Richtmyer-Meshkov instability of a flat interface subjected to a rippled shock wave

The Richtmyer-Meshkov (RM) instability of a nominally flat interface (${\mathrm{N}}_2/{\mathrm{SF}}_6$) subjected to a rippled shock, as the counterpart of a corrugated interface interacting with a planar shock, is studied experimentally in a vertical shock tube using both schlieren photography and fog visualization diagnostics. The nonplanar incident shock wave is produced by a planar shock diffracting around a rigid cylinder, and the flat interface is created by a membraneless technique. Three different distances $\eta$ (the ratio of spacing from cylinder to interface over cylinder diameter) are considered. Schlieren images indicate that the nonplanar incident shock can be divided into three different segments separated by two triple points.
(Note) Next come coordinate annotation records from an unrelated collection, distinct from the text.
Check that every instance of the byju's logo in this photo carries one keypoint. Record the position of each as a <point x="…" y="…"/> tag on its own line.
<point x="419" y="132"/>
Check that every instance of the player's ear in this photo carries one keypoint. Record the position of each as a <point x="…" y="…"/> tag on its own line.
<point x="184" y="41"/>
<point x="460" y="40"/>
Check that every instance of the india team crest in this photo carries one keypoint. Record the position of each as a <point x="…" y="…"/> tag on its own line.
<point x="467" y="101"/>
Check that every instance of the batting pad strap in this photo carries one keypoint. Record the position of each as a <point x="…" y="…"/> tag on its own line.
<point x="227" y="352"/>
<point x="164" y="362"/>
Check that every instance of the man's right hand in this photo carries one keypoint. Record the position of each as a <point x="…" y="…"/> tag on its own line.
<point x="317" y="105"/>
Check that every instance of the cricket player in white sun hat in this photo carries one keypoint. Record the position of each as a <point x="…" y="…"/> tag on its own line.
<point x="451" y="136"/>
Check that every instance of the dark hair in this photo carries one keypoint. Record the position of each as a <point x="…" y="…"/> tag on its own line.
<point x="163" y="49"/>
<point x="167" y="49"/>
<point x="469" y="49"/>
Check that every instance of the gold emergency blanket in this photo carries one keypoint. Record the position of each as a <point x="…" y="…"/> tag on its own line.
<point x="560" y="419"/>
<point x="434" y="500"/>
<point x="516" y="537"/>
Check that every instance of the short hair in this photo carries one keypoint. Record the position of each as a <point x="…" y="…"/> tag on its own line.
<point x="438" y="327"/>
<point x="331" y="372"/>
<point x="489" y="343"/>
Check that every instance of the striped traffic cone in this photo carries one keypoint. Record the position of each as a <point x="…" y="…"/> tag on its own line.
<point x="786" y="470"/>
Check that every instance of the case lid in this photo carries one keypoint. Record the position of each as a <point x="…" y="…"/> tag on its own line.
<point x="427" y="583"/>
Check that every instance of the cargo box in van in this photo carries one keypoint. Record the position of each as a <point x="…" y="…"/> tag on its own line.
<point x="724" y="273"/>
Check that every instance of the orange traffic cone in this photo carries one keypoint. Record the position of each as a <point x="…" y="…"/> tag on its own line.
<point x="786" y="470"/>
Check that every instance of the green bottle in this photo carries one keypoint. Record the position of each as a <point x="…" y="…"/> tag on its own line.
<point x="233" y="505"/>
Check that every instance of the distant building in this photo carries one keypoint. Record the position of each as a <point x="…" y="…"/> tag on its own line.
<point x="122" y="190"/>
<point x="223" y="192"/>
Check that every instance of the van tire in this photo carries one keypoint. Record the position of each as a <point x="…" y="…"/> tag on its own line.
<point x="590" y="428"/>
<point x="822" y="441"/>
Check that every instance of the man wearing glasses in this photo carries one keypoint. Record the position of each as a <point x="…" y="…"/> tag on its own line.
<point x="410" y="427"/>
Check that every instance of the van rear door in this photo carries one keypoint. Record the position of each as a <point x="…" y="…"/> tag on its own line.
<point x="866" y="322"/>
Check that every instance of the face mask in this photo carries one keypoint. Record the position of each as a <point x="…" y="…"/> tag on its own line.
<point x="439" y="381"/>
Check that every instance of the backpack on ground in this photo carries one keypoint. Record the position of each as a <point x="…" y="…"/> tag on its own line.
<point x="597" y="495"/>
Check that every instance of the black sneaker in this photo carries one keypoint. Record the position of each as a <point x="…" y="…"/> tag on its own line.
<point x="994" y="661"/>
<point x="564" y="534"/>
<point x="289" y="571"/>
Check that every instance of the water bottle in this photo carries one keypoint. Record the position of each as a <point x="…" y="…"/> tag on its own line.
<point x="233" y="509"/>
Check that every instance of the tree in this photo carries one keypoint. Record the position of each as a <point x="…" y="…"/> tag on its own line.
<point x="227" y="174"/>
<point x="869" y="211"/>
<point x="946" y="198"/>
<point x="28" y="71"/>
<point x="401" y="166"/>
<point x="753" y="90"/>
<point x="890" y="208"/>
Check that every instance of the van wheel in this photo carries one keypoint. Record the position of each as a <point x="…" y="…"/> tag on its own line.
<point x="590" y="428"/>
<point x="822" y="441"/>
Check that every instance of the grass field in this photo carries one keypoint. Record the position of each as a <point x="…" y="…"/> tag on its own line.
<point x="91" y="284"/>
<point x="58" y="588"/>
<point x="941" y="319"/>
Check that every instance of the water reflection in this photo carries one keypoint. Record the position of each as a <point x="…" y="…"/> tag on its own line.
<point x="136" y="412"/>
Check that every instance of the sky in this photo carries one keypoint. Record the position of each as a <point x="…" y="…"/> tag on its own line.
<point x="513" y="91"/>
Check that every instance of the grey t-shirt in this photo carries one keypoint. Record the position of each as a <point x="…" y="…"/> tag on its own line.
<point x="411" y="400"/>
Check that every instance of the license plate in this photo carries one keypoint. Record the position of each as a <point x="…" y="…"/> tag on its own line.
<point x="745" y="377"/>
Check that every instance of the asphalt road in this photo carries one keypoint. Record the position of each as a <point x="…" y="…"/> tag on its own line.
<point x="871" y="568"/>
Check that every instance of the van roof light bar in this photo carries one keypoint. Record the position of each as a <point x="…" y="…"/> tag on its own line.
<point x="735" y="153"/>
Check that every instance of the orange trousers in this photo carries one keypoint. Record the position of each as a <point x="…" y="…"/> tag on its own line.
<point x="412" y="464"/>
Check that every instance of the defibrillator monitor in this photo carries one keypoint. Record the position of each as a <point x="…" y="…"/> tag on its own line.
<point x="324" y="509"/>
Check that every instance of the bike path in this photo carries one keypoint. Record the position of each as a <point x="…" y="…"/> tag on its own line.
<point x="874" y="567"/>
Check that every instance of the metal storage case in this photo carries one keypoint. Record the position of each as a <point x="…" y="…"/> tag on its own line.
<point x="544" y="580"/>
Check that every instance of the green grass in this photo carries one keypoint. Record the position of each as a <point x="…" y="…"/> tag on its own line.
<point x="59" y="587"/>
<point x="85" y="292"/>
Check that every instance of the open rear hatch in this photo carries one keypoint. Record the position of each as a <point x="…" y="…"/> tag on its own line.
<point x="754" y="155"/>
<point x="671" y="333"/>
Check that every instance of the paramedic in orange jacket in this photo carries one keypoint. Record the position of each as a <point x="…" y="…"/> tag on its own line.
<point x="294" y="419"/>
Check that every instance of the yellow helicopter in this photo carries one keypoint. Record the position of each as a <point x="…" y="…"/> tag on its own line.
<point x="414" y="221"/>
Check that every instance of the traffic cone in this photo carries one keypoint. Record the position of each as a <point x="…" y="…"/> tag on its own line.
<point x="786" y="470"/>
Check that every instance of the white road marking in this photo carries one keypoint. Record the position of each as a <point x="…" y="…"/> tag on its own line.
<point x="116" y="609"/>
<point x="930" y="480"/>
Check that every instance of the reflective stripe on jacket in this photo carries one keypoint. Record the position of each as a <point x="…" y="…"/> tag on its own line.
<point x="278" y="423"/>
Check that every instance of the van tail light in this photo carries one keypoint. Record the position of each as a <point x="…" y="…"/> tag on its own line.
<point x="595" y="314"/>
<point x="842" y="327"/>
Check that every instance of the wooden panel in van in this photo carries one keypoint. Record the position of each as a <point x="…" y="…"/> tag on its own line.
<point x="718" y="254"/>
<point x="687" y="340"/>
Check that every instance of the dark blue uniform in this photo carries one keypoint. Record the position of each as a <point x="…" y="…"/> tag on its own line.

Fog visualization pictures show the formation of overall “$\mathrm{\Lambda }$” shaped interface structures and a ${\mathrm{N}}_2$ cavity at the center and two interface steps at both sides. With the increase of the dimensionless time, the dimensionless interface amplitude increases as well as the penetration depth of the cavity, and both curves exhibit reasonable collapse for different $\eta$ numbers. Through equating the preinterface perturbation of the rippled shock with a preshock perturbation of a corrugated interface, the growth rate of this instability is found to be noticeably smaller than that of the standard RM instability.

Figure 1

Sketch of the vertical shock tube showing the nonplanar incident shock formation and the technique to create the initial planar interface. $d$, cylinder diameter; $l$, distance from the center of the cylinder to the interface.

Figure 2

Schlieren photography (a) and fog visualization diagnostics (b).

Figure 3

Schlieren pictures displaying the wave pattern after the planar shock wave diffracts around a 10-mm-diameter rigid cylinder, The initial shock propagates from top to bottom, and $s$ denotes the distance from the cylinder to the planar incident shock front. IS, incident shock; RS, reflected shock; TP, triple point; MS, Mach stem.

Figure 4

(a) Schlieren pictures showing the shapes of the rippled incident shock and the interface. (b) Quantitative shape of the incident shock front extracted from the schlieren images. $a_0$, initial amplitude of rippled shock; $W_0$, initial width of rippled shock; ${\lambda }_0$, initial wavelength of rippled shock.

Figure 5

Fog visualization sequences showing the evolution of the planar interface impacted by the rippled shock for $\eta =2.0$ (a), $\eta =3.3$ (b), and $\eta =4.0$ (c). Solid circles indicate the ${\mathrm{N}}_2$ cavity and dashed circles indicate the steps. $a$: amplitude from top to bottom of the interface; $h$: height from top of the interface to bottom of the cavity; $A$: area of the cavity.

Figure 6

(a) Shape of the rippled incident shock wave; (b) schematic of the incident angle ($\theta$) of the shock front with the interface; (c) schematic of the pressure ($p$) distribution behind the rippled incident shock wave; (d) corresponding fog visualization image.

Figure 7

Time variation of the dimensionless geometrical sizes of the distorted interface for three cases. (a) Amplitude from top to bottom of the interface; (b) height from top of the interface to bottom of the cavity; (c) area of the cavity.